Instead, she said, “He told us he’d have us drawn and quartered if we said a
word. And scatter our body parts around the pasture for a vulture feast.” She
shrugged unconvincingly. “He’ll do whatever it takes to protect his ranch.”
    “No kidding. I can’t believe they
shot Indigo,” Tanner said with zero emotion. “Wish they’d shoot that gluebag
Blackjack next.”
    Patience rubbed her hands up and
down her bare arms as if she felt cold, only it was still at least ninety
degrees out. “What’s the matter with all the cows anyway?”
    “Who knows?” Tanner said. “And who
cares?” He popped open another beer.
    Hazel took a long swig from her
own, hoping the alcohol would dull the edge on her increasingly sharp dread.
“Doc Simmons hasn’t figured out what’s wrong yet?”
    “Nope. He was poking around the
pasture all morning. Picking weeds and scooping up shit.” Tanner chucked his
can through an empty window frame. “Why doesn’t somebody just bulldoze this
whole crappy place?”
    “Can’t do that.” Patience blinked
hard, as if incredulous that he’d even suggest it. “Where would the spirits
go?”
    “What spirits?”
    “Don’t ask,” Hazel said, grateful
for the change to a less frightening subject.
    “Dead miners.” Sean seemed
relieved too. “Badass sonofabitch ghosts.
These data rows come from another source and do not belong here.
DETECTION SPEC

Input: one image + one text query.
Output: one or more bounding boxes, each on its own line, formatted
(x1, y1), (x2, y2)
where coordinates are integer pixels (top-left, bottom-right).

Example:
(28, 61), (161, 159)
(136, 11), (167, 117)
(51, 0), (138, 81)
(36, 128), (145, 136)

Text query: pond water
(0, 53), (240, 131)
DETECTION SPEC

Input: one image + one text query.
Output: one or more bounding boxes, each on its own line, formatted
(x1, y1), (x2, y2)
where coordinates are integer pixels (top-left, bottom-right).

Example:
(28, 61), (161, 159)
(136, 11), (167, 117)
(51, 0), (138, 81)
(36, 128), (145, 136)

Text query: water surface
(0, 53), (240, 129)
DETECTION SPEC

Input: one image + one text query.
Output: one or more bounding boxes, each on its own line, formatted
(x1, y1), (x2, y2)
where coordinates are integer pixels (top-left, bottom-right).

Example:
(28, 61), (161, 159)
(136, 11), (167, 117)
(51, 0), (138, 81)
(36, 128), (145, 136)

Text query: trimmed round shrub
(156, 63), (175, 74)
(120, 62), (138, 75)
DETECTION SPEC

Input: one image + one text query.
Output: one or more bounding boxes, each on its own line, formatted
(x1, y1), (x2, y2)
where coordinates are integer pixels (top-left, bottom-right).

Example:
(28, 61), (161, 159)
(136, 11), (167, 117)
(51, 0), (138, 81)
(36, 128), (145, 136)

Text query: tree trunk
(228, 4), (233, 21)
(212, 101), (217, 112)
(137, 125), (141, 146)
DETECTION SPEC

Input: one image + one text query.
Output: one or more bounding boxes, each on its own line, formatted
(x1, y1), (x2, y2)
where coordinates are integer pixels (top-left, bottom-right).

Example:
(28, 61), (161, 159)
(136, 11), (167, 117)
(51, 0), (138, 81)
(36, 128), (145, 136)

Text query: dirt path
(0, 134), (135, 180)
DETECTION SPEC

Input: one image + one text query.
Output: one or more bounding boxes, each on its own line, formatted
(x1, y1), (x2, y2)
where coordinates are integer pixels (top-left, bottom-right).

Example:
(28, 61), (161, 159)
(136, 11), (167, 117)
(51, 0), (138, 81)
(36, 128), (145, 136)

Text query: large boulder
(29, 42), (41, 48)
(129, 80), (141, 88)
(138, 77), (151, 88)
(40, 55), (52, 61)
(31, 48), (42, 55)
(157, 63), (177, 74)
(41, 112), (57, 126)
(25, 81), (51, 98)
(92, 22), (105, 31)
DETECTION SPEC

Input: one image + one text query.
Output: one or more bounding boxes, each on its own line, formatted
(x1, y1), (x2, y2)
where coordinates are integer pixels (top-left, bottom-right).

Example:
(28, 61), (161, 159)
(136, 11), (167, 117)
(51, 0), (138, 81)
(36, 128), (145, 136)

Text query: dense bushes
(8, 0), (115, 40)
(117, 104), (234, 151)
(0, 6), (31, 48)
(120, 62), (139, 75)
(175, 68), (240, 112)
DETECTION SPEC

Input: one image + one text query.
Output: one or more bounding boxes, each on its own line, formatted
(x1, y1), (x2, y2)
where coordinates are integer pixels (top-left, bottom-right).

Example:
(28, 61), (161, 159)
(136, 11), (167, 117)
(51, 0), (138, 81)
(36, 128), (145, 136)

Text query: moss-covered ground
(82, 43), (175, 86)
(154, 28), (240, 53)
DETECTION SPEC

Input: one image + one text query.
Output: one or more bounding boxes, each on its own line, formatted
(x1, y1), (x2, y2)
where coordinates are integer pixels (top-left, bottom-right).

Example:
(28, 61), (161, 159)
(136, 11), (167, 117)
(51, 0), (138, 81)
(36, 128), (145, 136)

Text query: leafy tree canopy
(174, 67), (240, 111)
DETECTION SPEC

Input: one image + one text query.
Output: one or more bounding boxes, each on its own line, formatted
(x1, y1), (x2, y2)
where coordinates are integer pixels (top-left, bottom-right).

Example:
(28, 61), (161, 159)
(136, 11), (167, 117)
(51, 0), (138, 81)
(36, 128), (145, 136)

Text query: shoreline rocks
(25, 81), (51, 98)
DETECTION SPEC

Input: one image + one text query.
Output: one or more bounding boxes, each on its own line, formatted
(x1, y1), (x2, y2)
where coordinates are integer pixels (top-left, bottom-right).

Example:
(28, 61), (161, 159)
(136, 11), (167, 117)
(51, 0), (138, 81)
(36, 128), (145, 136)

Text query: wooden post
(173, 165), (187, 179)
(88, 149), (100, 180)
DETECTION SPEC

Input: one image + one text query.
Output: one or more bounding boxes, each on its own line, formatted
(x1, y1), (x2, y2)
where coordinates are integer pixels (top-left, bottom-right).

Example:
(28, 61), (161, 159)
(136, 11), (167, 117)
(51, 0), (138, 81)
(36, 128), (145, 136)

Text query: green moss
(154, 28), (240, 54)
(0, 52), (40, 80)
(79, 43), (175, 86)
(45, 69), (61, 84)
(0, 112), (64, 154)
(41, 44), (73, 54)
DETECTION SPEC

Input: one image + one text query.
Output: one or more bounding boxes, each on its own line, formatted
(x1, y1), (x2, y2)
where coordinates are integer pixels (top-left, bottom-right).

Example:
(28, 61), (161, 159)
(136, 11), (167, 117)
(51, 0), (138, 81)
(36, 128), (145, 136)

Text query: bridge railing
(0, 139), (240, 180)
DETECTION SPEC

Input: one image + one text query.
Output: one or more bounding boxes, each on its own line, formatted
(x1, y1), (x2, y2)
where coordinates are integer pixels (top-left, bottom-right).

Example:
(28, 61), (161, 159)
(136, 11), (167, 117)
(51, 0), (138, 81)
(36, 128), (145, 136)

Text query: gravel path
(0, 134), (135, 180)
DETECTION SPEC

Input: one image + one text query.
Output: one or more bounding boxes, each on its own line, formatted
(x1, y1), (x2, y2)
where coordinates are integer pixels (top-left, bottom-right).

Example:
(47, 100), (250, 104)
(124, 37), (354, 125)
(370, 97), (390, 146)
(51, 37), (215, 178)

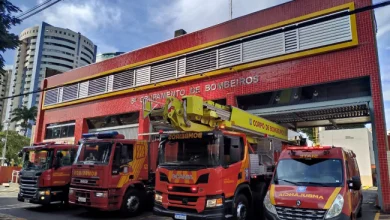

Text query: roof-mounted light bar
(81, 131), (124, 139)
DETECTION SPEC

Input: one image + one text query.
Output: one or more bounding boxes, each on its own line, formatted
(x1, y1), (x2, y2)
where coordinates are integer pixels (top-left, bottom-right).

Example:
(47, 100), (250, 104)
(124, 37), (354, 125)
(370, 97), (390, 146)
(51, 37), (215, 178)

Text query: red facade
(34, 0), (390, 211)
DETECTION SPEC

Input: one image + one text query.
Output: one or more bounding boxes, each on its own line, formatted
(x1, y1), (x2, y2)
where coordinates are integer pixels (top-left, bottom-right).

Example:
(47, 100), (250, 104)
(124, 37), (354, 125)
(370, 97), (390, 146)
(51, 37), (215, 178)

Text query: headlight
(95, 192), (107, 198)
(206, 198), (223, 208)
(325, 194), (344, 219)
(264, 191), (277, 215)
(154, 193), (162, 203)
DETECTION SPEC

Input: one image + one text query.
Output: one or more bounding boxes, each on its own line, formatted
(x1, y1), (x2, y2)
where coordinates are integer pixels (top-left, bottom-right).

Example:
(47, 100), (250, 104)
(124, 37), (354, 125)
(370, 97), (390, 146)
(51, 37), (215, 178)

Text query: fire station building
(34, 0), (390, 211)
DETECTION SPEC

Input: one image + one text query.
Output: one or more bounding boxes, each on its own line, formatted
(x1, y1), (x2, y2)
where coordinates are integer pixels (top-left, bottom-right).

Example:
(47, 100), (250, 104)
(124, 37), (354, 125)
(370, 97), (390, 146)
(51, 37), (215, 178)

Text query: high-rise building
(96, 52), (125, 63)
(0, 69), (12, 124)
(5, 22), (97, 136)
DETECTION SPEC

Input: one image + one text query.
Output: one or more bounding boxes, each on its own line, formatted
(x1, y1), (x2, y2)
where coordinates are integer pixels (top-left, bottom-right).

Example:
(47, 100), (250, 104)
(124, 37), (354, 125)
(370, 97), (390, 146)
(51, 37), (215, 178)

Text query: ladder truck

You do not wanna mess with ’em.
Believe me.”
    “Screw those dead miners.” Tanner
wrenched off a piece of wood from the lip of the bar and pretended to throw it
toward the casket-sized mirror hanging on the opposite side.
    “Don’t do it!” Patience reached
for his arm. “It’s bad luck!”
    “Bawk, bawk,” Sean made like a
chicken.
    Tanner swiveled away from
Patience, pulled back, and flung the wood hard. They all watched the clouded
mirror crack, hold for a split second, then shatter into scores of pieces that
plinked noisily to the wood floor.
    Sensing Patience’s distress, Hazel
put a hand on her friend’s shoulder.
    “Oh . . . ,” Patience whispered.
“Oh, no.”
    “What?” Tanner raised his hands in
mock innocence.
    Patience placed her fingers over
her lips and slowly shook her head.
    “Don’t tell us,” Sean said,
flicking his lighter on and off. “Three years’ bad luck.”
    “Seven,” Hazel corrected, desiring
to lighten the mood. “But is that seven for Tanner or seven divided by the four
of us?”
    Patience stared, unblinking, at
the dark rectangle of wallpaper where the mirror had hung.
    “Guess those ghosts’ll be haunting
me now,” Tanner tried to joke with Patience and when that didn’t work, he
looked at Hazel with whoops written all over his face.
    “There’ll be no hiding from them,”
Hazel confirmed. Thanks to recent reminders of horrors past, she feared those
words just might be true.
    Patience spun to face Tanner. “You
should’ve listened to me. It’ll be worse than that.”
    Accustomed as Hazel was to the
dire predictions of Winslow’s rodeo queen, she still felt bees in her stomach. Hazel
looked behind the bar at the fragments of mirror still clinging to soiled
wallpaper, alive with the light of the lantern, and heard Patience add, “For
all of us.”

Sunday Morning
    Day Three of
the Heat Wave

The Mercantile
    F retful, Hazel had hardly slept the night before.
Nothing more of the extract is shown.